The presence of anti-CCP antibodies strongly predicts the development of erosions. In the Norfolk Arthritis Register, patients with anti-CCP antibodies were 10.2 times more likely to develop erosions than those who were anti-CCP antibody negative. However, anti-CCP and RF do appear to have independent associations with the development of erosions [20] and radiographic severity [17]. However, anti-CCP antibodies are less strongly associated with extra-articular disease, in particular nodules, than RF [21].

In a recent randomized controlled trial (RCT) from the Netherlands (the Probable Rheumatoid Arthritis: Methotrexate vs Placebo Treatment (PROMPT) study) which enrolled 110 patients with early undifferentiated arthritis, only the patients with anti-CCP antibodies showed any benefit from treatment with methotrexate [22]. This has led the Leiden group to suggest that anti-CCP-positive arthritis is a distinct disease entity. Their hypothesis has been supported by the finding that smoking seems to lead to the development of anti-CCP antibodies only in patients who are shared epitope positive [16, 23]. The hypothesis then is that a second trigger is required in these patients which leads to the development of arthritis.

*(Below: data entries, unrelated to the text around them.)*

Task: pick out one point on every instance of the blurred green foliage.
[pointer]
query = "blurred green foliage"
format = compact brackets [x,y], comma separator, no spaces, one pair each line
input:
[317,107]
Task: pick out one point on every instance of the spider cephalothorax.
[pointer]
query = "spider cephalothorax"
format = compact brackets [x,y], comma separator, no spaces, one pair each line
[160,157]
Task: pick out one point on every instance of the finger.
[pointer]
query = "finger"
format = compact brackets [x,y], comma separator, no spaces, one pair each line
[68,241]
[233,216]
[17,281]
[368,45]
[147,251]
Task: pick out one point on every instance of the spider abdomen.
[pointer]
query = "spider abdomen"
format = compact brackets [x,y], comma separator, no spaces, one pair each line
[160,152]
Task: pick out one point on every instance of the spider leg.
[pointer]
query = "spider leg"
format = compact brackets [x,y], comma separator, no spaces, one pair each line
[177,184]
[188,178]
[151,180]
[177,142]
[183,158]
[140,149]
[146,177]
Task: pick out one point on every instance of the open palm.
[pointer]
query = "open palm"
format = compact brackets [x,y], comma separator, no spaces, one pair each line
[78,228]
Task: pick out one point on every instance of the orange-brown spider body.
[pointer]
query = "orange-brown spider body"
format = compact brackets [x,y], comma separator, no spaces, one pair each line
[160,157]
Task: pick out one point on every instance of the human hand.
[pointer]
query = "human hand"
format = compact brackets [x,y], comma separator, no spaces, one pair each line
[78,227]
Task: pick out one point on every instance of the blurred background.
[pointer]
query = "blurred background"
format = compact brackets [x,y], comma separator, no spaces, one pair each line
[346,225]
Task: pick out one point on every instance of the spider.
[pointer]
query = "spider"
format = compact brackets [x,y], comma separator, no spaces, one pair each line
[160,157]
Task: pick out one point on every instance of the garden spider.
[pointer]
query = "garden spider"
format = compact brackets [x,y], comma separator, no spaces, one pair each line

Thus a positive anti-CCP antibody test provides important prognostic information in a patient with early inflammatory arthritis. What, however, happens to those patients with early inflammatory arthritis who are anti-CCP antibody negative? It is important that this group do not get overlooked. Among such patients 25% will satisfy the ACR criteria for RA within 3 yrs of follow–up [24]. Over half the patients who ultimately evolve into RA are anti-CCP negative at presentation [24]. In the Norfolk Arthritis Register, 39% of patients who were anti-CCP antibody negative already had erosions at the time of presentation. It may be that we have no effective treatments for this sub-group of patients [22]. These may be the silent minority of patients with mild disease who slowly deteriorate and who gain no benefit from any of our current therapies [25].

So should we stop measuring RF and measure anti-CCP antibodies instead? If cost was not an issue, we should probably measure both. However, the current consensus is that measuring anti-CCP antibodies in patients who are already known to be RF-positive, in particular if the titre is >50 IU/l, adds little additional information [26]. Conversely, the finding of RF in a patient known to be anti-CCP-positive may predict extra-articular disease. The finding of anti-CCP antibodies in patients who are RF-negative is important and predicts those who will develop progressive erosive disease. However, it is important that those patients who have a significant early inflammatory arthritis that is anti-CCP antibody and RF-negative should still be referred for specialist care. Their needs may be even greater than those with the worst prognosis who will respond to early aggressive therapy. The development and introduction of assays for the measurement of anti-CCP antibodies is an important step forward in the study of early arthritis, but it is not a substitute for a more fundamental fresh approach in predicting prognosis and treatment response in patients with early arthritis using a variety of genetic tests and biomarkers. This will feed into a re-evaluation of the classification criteria for RA. In the short term, RF assays should not be abandoned for but supplemented by anti-CCP antibody testing.

The author has declared no conflicts of interest.